Don Harris of Delta Engineering described the approach in straightforward terms: "We're gonna take natural gas from the street. We're gonna put it into this generator. We're gonna generate power to the building. We're gonna take the heat off of that engine, and we're gonna use that to heat the building, and we're gonna run it through an absorption chiller so we can cool the building, all of it off the same machine here." He said the current design anticipates a generator in the 70–100 kilowatt range for this relatively low‑demand residential building, supplemented by conventional boilers and an electric chiller sized to meet peak conditions.

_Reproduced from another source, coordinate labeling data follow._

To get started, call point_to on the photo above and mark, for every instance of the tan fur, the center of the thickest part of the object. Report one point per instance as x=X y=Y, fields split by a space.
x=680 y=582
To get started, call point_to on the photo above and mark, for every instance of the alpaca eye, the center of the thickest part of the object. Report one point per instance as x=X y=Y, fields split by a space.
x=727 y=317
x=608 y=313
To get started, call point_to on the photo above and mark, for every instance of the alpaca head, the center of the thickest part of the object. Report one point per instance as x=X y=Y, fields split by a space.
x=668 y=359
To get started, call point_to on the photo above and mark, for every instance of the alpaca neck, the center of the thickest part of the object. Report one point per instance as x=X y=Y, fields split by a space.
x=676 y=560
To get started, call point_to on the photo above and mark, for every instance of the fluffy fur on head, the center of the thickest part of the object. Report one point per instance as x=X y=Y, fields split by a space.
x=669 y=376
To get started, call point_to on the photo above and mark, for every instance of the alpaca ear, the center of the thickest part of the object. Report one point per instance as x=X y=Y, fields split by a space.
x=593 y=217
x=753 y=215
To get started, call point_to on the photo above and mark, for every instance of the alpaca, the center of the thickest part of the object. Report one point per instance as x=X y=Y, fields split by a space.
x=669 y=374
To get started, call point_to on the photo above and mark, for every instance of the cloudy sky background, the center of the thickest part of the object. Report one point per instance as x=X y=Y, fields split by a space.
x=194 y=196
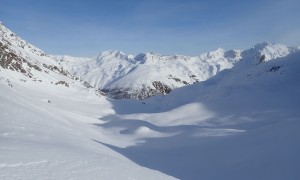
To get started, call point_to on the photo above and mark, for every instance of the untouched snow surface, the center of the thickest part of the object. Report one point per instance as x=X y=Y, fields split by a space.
x=48 y=133
x=243 y=123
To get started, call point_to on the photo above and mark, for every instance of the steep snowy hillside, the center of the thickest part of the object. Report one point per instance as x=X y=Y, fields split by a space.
x=242 y=123
x=26 y=63
x=143 y=75
x=46 y=121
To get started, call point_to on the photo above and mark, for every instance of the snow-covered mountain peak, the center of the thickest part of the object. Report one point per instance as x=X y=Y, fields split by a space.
x=111 y=54
x=12 y=39
x=263 y=52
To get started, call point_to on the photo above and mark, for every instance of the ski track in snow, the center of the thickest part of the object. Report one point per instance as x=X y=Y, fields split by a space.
x=242 y=123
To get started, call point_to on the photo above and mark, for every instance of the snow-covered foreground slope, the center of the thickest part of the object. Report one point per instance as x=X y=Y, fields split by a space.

Harris described a complementary roof‑mounted solar array that could add roughly 100 kW of capacity on site and said the project team has applied to a New York Prize program and is coordinating with NYSEG and other partners to examine whether the downtown district could trade or sell electricity and heat among neighbors for resiliency.

Committee members asked technical follow‑ups: whether geothermal heat pumps would be more efficient, how a CCHP system's carbon footprint compares to alternatives and how the system would adapt to future fuels. Team engineers argued that, for this project today, CCHP delivers higher on‑site thermal efficiency (they cited 65–85% generator efficiency ranges) and avoids continuous compressor electricity loads associated with groundwater heat pumps when the regional grid is supplied by generation at roughly 30% plant efficiency; they said the CCHP unit is adaptable to future biofuels or methane if those supplies become available.

The team agreed to provide a written summary of the energy analysis for the committee and to post materials to a project site for further review. The committee did not make a determination on energy systems at this meeting and requested follow‑up energy modeling in subsequent reviews.